Civil Litigation, Defense: Michelle Corsi
Professional Liability, Defense: Joel Wright, Jeff Downer, and Sam Franklin
December 8, 2016
John C. Versnel, III and Aaron P. Gilligan won on appeal in Hedman v. OMS in the Court of Appeals, Division 3. The lawsuit arose from alleged dental malpractice claims. The Spokane County Superior Court granted Defendant’s motion for summary judgment because plaintiff failed to produce medical testimony that the oral surgeon breached the standard of care. When plaintiff appealed, the Court of Appeals affirmed the summary judgment dismissal.
November 23, 2016
Steve Wraith and Kellan Byrne won summary judgment dismissal in the case of Lindsay v. Azose Commercial Properties, Inc. The case involved a triple homicide that took place at a bar located in a shopping plaza. Steve and Kellan represented the property management company for the shopping plaza. Plaintiffs, as personal representatives of the estates of two of the decedents, claimed wrongful death and argued that the property management company, along with the bar and the owner of the shopping plaza, owed the decedents a duty to protect them from the criminal acts of third parties. Steve and Kellan argued that the decedents were not business invitees of the property management company, thus negating any special relationship between the parties, and that the criminal acts at issue in the case were entirely unforeseeable to the property management company. The trial court agreed, dismissing all claims against Steve and Kellan’s client with prejudice.

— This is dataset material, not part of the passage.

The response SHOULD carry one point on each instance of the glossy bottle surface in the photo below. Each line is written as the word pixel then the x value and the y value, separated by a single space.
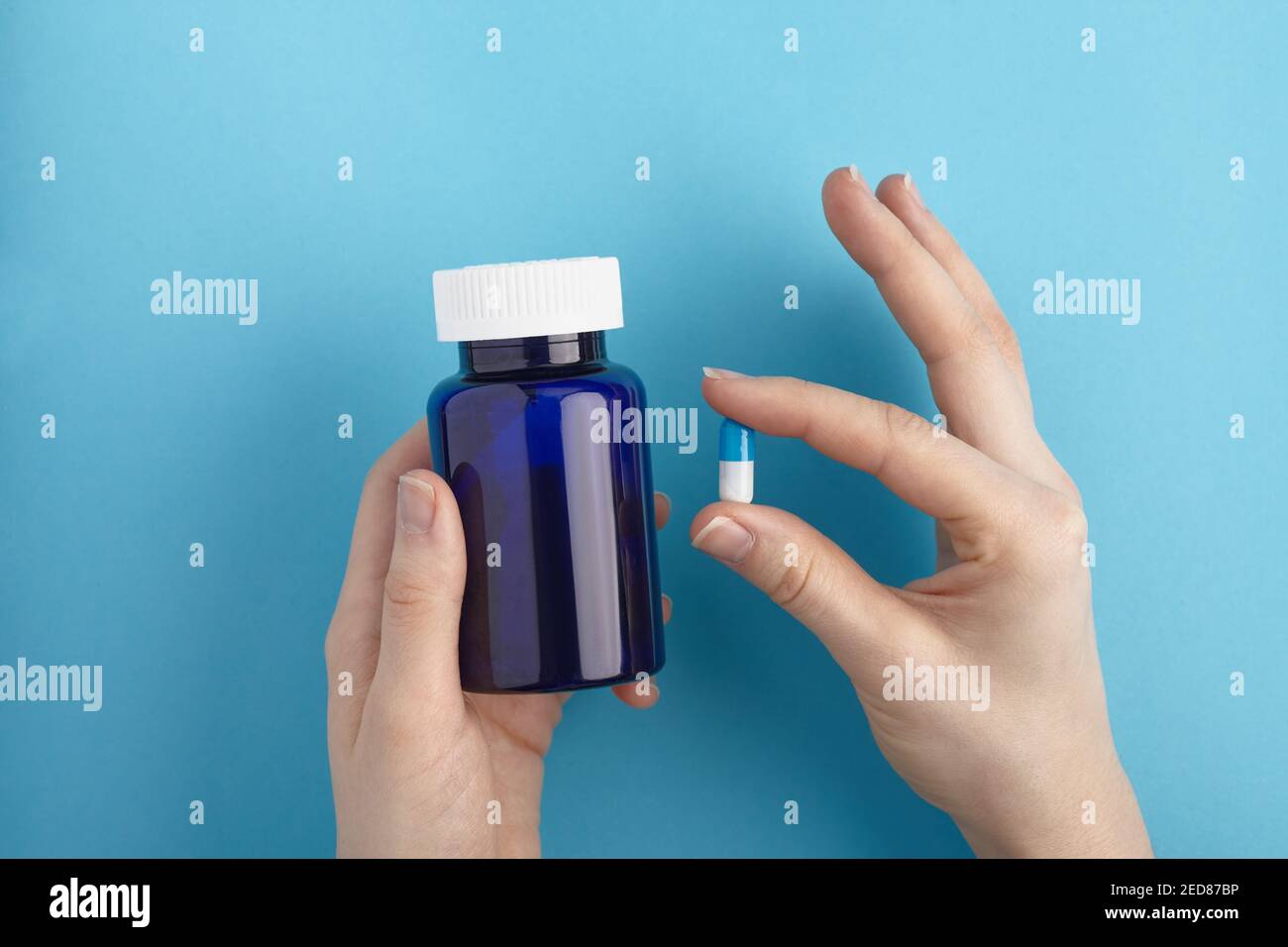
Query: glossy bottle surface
pixel 562 587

John Versnel, III and Dan Mooney obtained a unanimous defense verdict for their client in Lee v. DDS in King County Superior Court. The plaintiff sued her dentist, John and Dan’s client, and her orthodontist alleging a failure to diagnose and treat her ongoing periodontal disease, and allowing her to be kept in orthodontic treatment too long. Plaintiff claimed damages were bone loss, tooth mobility and resulting debilitating neuropathic pain. Plaintiff’s last demand was $1,000,000. After a two-week trial, the jury returned a unanimous verdict finding the dentist did not violate the standard of care.
Jeffrey P. Downer and Marc Rosenberg won a dismissal under Rule 12(b)(6) in Leapai v. Collection Bureau of America in the U.S. District Court for the Western District of Washington. The Plaintiff sued a debt collector alleging that the debt collector failed to report a disputed debt to a credit reporting bureau to which the debt collector had previously provided information. Jeff and Marc argued to the court that the debt collector needs only to report to the credit reporting agencies if the dispute is already known when the communication is made, and that when a debt collector learns of a dispute after reporting the debt to a credit bureau, the debt collector has no continuing duty to contact the reporting agency again and report the dispute. The federal court agreed and dismissed the action.